The diagram shows the Cartesian plane and two points. The points are labelled $$A$$ and $$B$$. Write down the coordinates of $$A$$ and $$B$$.

### Read the coordinates from the axes for point B.

We need to find the $$x$$-value and the $$y$$-value which tell us the position of the point $$B$$ from the origin.

• To find the $$x$$-value, we read how many units on the $$x$$-axis point $$B$$ is from the origin (the red arrow in the diagram). The $$x$$-coordinate is $$6$$.
• To find the $$y$$-value, we read how many units on the $$y$$-axis point $$B$$ is from the origin (the red arrow in the diagram). The $$y$$-coordinate is $$5$$.

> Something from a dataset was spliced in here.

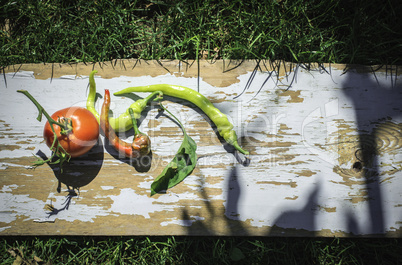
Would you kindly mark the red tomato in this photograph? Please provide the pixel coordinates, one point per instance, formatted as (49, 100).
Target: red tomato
(83, 136)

Notice that the value of the $$x$$-coordinate shows that the point lies to the left or to the right of the origin. The value of the $$y$$-coordinate shows that the point lies above or below the origin.

Remember the order of coordinate pairs: $$(x; y)$$. The $$x$$-coordinate is first and the $$y$$-coordinate is second.

The coordinates of point $$B$$ are: $$(6; 5)$$.

### Read the coordinates from the axes for point A.

We notice that $$A$$ lies on the $$y$$-axis. For any point that lies on the $$y$$-axis, the value of the $$x$$-coordinate is $$0$$. So the coordinates of point $$A$$ are: $$(0; -6)$$.

The coordinates of point $$A$$ are $$(0; -6)$$ and point $$B$$ are $$(6; 5)$$.